Lisboa e Vale do Tejo com 323 surtos de covid-19: 121 em lares de idosos

Lisboa e Vale do Tejo com 323 surtos de covid-19: 121 em lares de idosos

A região de Lisboa e Vale do Tejo contabiliza esta sexta-feira 323 surtos ativos de covid-19, dos quais 121 estão identificados em estruturas residenciais para idosos, com um total de 3133 casos confirmados, revela a Administração Regional de Saúde.

Do total de surtos ativos nesta região, "oito estão em fase de resolução", adianta a Administração Regional de Saúde de Lisboa e Vale do Tejo (ARSLVT), em resposta à Lusa.

Quanto aos 121 surtos ativos em Estruturas Residenciais para Idosos (ERPI), segundo dados de hoje, "com um total de 3133 casos confirmados", a Administração Regional de Saúde refere que, no âmbito da incidência de infeções na região de Lisboa e Vale do Tejo, a situação nos lares de idosos "representa preocupação considerando a idade e as comorbilidades geralmente associadas aos residentes em ERPI".

"Contudo, os casos estão ser acompanhados pelas autoridades de saúde, em articulação com as direções dos lares e com as unidades de saúde", assegura a ARSLVT.

Na terça-feira, a diretora-geral da Saúde, Graça Freitas, revelou que Portugal continental tinha 417 surtos ativos de contágio pelo novo coronavírus, dos quais 284 na região de Lisboa e Vale do Tejo, 55 na região Norte, 29 no Alentejo, 25 na região Centro e 24 no Algarve, "sobretudo identificados em estruturas residenciais para idosos, menos em escolas e alguns em instituições de saúde".

Esta sexta-feira, Portugal registou 118 mortos relacionados com a covid-19 e 10.176 novos casos de infeção com o novo coronavírus, os valores diários mais elevados desde o início da pandemia, segundo a Direção-Geral da Saúde.

PUB

Relativamente ao internamento de doentes com covid-19 nos hospitais da ARSLVT, estão hoje internados 1409 pessoas, 1214 em enfermaria e 195 em unidades de cuidados intensivos (UCI).

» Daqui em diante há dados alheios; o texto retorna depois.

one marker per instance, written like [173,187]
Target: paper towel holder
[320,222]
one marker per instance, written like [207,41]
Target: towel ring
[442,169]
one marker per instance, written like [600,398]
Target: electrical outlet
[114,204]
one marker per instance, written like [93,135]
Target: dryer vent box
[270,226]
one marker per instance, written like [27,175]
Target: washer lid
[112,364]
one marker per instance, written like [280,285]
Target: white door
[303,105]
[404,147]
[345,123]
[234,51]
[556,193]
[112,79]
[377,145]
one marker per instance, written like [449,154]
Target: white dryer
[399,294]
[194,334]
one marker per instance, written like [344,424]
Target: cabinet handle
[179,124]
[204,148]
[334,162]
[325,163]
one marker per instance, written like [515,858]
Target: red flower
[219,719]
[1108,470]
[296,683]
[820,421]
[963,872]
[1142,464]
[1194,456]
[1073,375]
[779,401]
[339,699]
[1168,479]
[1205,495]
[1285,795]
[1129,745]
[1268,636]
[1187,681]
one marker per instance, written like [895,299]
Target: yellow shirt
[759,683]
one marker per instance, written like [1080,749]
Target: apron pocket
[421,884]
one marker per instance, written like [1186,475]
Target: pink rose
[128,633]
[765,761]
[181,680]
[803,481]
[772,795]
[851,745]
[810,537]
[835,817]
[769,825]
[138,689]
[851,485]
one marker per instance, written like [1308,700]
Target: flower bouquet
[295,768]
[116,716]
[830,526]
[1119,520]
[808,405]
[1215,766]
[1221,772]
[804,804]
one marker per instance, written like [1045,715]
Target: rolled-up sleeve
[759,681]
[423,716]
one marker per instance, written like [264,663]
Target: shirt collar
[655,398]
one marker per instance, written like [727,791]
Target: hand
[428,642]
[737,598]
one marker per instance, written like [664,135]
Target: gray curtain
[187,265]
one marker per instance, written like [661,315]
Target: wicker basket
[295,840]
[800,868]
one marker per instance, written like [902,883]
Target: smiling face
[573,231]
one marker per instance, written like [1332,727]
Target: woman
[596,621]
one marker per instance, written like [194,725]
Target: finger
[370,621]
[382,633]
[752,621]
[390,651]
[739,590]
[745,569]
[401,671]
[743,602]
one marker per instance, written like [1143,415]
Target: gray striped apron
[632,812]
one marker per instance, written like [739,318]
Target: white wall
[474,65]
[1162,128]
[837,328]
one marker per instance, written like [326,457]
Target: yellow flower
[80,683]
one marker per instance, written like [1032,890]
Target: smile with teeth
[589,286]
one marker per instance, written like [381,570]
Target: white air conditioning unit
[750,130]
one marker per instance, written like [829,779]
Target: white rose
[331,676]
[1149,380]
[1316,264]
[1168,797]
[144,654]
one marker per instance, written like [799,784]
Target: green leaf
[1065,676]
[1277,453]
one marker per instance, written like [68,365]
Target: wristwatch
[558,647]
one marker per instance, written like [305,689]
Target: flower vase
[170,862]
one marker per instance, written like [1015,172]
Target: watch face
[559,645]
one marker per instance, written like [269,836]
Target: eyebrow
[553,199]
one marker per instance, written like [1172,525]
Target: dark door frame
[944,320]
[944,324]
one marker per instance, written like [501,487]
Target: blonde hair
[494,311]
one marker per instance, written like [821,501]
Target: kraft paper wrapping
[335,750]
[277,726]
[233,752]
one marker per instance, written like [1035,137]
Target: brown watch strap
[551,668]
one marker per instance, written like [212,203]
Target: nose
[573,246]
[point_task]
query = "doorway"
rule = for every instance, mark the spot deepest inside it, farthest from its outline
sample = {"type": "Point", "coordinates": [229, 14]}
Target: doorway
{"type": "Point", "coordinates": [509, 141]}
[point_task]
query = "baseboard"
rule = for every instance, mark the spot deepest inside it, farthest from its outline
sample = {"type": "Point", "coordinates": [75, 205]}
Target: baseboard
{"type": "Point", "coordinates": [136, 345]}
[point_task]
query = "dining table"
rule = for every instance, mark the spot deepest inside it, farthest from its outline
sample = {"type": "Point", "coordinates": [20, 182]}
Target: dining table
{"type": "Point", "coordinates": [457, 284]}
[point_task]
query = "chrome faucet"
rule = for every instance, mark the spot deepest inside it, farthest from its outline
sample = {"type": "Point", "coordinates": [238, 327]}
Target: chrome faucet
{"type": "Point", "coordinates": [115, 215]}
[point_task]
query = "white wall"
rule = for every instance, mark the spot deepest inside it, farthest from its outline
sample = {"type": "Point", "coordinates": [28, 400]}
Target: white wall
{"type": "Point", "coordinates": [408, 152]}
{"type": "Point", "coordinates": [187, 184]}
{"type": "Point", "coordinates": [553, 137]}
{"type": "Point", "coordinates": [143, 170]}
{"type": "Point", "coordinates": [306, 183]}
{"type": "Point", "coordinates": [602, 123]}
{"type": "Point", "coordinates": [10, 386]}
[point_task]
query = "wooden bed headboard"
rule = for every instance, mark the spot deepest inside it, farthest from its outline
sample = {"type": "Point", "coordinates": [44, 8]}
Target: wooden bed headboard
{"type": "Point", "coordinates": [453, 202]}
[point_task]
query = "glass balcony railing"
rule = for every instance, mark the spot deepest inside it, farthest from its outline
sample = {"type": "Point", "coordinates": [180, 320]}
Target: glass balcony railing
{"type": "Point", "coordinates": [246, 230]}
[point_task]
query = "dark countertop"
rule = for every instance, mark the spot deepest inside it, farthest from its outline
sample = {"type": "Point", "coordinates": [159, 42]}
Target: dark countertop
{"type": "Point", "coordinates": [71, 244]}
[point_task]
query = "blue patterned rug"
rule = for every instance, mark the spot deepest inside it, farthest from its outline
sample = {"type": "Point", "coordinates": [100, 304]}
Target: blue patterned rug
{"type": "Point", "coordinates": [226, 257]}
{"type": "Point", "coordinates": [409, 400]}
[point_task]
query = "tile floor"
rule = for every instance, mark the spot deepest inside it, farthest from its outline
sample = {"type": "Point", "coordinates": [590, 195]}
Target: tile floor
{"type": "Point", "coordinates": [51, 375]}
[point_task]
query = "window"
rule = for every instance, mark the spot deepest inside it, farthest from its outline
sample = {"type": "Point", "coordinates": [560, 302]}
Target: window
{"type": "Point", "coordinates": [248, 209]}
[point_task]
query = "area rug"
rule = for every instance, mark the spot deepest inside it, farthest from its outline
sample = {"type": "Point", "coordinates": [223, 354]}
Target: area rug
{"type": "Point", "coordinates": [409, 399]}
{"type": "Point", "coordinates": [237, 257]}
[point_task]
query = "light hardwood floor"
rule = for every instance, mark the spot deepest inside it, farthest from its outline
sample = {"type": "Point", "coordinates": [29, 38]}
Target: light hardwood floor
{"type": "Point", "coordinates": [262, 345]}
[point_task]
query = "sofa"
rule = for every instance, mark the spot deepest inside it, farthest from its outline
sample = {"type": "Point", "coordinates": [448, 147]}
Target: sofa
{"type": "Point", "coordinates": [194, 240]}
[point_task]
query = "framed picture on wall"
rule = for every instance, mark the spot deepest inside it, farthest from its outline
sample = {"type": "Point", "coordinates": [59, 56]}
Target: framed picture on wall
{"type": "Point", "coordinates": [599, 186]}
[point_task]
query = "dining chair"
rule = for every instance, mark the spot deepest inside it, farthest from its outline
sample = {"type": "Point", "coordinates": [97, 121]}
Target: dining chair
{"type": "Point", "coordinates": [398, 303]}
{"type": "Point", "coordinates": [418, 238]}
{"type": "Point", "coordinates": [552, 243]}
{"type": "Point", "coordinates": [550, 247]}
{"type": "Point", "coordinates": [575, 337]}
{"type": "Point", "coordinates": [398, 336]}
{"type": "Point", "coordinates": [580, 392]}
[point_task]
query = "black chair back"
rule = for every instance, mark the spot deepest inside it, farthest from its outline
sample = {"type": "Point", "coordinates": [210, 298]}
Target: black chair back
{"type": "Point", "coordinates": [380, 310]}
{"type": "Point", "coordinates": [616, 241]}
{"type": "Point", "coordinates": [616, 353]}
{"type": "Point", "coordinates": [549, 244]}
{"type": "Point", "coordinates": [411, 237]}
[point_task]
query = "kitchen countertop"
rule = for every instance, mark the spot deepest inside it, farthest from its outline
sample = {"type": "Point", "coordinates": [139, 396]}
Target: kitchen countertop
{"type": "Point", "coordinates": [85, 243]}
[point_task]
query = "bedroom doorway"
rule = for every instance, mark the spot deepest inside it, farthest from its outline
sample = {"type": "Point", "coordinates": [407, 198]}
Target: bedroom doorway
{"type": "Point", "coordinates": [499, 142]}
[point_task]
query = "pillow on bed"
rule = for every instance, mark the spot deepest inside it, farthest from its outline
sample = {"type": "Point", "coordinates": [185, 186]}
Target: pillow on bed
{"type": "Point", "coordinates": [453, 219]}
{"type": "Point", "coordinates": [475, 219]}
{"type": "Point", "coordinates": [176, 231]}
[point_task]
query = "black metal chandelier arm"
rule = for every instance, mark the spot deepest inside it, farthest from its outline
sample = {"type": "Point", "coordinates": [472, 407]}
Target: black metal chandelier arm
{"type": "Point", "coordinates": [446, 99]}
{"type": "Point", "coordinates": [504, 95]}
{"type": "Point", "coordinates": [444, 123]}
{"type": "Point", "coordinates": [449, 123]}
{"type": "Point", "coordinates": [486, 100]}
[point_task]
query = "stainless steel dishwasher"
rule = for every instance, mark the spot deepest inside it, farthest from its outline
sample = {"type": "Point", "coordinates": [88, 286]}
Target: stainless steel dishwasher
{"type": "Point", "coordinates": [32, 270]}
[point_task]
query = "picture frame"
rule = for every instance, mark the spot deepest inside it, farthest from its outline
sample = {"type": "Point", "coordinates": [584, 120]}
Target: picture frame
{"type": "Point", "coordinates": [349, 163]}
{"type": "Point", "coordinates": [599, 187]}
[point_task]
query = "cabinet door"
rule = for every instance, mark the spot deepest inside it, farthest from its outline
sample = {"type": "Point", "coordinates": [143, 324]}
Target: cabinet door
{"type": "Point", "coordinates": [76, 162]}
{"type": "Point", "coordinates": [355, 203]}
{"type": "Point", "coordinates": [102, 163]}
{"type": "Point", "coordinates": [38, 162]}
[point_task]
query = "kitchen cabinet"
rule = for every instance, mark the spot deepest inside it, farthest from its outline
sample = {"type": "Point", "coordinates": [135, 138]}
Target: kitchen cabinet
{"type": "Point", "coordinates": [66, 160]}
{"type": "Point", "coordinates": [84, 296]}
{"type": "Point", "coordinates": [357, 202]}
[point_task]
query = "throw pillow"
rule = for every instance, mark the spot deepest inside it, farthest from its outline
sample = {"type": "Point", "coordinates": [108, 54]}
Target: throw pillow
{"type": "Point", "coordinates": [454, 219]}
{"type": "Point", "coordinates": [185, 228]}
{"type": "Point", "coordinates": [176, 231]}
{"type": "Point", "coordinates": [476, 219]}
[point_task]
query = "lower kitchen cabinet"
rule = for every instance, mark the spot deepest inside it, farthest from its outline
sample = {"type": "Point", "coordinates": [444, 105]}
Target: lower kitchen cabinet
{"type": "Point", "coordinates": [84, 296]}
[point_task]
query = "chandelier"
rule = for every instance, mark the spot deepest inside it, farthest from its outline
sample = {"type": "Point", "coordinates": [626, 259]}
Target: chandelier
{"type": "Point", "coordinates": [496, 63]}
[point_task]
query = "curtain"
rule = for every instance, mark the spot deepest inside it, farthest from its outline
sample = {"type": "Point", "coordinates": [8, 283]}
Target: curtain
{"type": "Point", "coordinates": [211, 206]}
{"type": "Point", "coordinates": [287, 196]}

"Os números relacionados com os internamentos são voláteis [considerando o conjunto de variáveis envolvidas], pelo que as respostas dos hospitais vão sendo adaptadas em função desse dinamismo", adianta a ARSLVT, confirmando que tem existido uma maior procura dos serviços de urgência hospitalares.

Porém, segundo a ARSLVT, "os hospitais estão permanentemente a rever os seus planos de contingência e, por isso, está a ser preparado o aumento da capacidade de camas críticas".

A acompanhar a situação da capacidade de resposta dos hospitais, a ARSLVT diz que tem promovido o funcionamento em rede dos hospitais do Serviço Nacional de Saúde (SNS), "que pode ser intrarregional [entre unidades da região] e/ou inter-regional [ou seja, unidades de Lisboa e Vale do Tejo recebem utentes de outras regiões e vice-versa]".